Fission in Nuclear Reactors

To make large-scale use of the energy released in fission, one fission event must trigger another, so that the process spreads throughout the nuclear fuel as in a set of dominos. The fact that more neutrons are produced in fission than are consumed raises the possibility of a chain reaction. Such a reaction can be either rapid (as in an atomic bomb) or controlled (as in a reactor).

Core of the US Geological Survey (USGS) 
nuclear research reactor, Triga II, while operating.

In a nuclear reactor, control rods made of cadmium or graphite or some other neutron-absorbing material are used to regulate the number of neutrons. The more exposed control rods, the less neutrons and vice versa. This also controls the multiplication factor k which is the ratio of the number of neutrons present at the beginning of a particular generation to the number present at the beginning of the next generation. For k=1, the operation of the reactor is said to be exactly critical, which is what we wish it to be for steady-power operation. Reactors are designed so that they are inherently supercritical (k>1); the multiplication factor is then adjusted to the critical operation by inserting the control rods.

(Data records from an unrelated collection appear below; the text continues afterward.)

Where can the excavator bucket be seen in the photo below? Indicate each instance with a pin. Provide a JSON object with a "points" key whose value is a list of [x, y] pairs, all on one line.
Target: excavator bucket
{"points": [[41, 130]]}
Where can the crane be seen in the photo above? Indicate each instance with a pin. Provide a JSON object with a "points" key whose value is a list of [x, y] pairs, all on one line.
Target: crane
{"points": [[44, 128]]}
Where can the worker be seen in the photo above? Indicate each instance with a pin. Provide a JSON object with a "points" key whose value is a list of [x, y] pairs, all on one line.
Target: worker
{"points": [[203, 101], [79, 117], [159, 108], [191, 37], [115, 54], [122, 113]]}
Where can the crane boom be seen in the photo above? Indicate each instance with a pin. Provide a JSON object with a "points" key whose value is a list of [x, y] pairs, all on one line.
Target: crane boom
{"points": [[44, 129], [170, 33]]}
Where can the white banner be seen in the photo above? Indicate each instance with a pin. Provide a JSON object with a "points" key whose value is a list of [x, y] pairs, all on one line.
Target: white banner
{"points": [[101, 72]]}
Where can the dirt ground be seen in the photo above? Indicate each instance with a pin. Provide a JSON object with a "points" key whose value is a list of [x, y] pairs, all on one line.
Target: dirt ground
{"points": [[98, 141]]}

An unavoidable feature of reactor operation is the accumulation of radioactive wastes, including both fission products and heavy "transuranic" nuclides such as plutonium and americium.

nuclear weapons

Nuclear Weapons

In the 20th century, the rapid advance of industry and modern technology greatly increased both the destructive power of armed forces and the capacity of societies both to resist and to recover from an attack. Nuclear weapons carry the possibilities of destruction to a new level and are able to inflict far greater damage within a few hours than previously resulted from years of warfare. This not only makes the consequences of war worse but also raises new concerns about controlling such a destructive process. Indeed, nuclear weapons have not been used in war since the first two atomic bombs were dropped on Japan in 1945, but many countries, including many Third World countries, now have nuclear weapons.

Nuclear Weapons are explosive devices designed to release nuclear energy on a large scale for military reasons.  The first atomic bomb (or A-bomb), was tested on July 16, 1945, at Alamogordo, New Mexico.

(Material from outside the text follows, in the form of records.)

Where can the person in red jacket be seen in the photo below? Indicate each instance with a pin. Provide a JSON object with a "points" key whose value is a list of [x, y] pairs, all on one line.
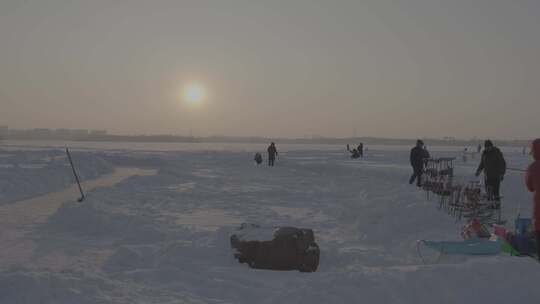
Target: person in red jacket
{"points": [[532, 179]]}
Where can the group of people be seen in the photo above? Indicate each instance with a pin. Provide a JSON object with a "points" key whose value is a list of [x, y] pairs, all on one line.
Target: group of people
{"points": [[493, 164], [272, 153]]}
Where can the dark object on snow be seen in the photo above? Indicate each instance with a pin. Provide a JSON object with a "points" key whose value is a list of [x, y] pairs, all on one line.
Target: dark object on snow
{"points": [[272, 153], [258, 158], [289, 249], [494, 167], [354, 152], [418, 157], [80, 199]]}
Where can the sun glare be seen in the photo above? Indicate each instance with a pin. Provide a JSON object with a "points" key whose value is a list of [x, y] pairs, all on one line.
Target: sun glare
{"points": [[193, 93]]}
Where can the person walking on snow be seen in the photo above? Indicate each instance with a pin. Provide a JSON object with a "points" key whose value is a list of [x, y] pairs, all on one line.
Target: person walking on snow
{"points": [[272, 153], [418, 156], [494, 166], [361, 150], [258, 158], [532, 179]]}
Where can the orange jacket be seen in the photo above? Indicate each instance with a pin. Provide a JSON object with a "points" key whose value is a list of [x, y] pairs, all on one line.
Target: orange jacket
{"points": [[532, 179]]}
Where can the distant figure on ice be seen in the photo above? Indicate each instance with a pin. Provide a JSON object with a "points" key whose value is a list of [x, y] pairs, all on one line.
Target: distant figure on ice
{"points": [[272, 153], [361, 149], [418, 157], [354, 152], [258, 158], [532, 179], [494, 166]]}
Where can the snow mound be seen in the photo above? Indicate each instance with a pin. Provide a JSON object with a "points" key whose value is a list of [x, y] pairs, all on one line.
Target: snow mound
{"points": [[90, 221], [23, 287], [31, 173]]}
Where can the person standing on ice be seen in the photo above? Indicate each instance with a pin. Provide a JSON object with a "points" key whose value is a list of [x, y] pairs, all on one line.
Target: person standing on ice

All explosives prior to that time derived their power from the rapid burning or decomposition of some chemical compound. Such chemical processes release only the energy of the outermost electrons in the atom. 
Nuclear explosives, on the other hand, involve energy sources within the nucleus of the atom. 
The A-bomb gained its power from the splitting (fission) of all the atomic nuclei in several kilograms of plutonium. A sphere about the size of a baseball produced an explosion equal to 20,000 tons of TNT.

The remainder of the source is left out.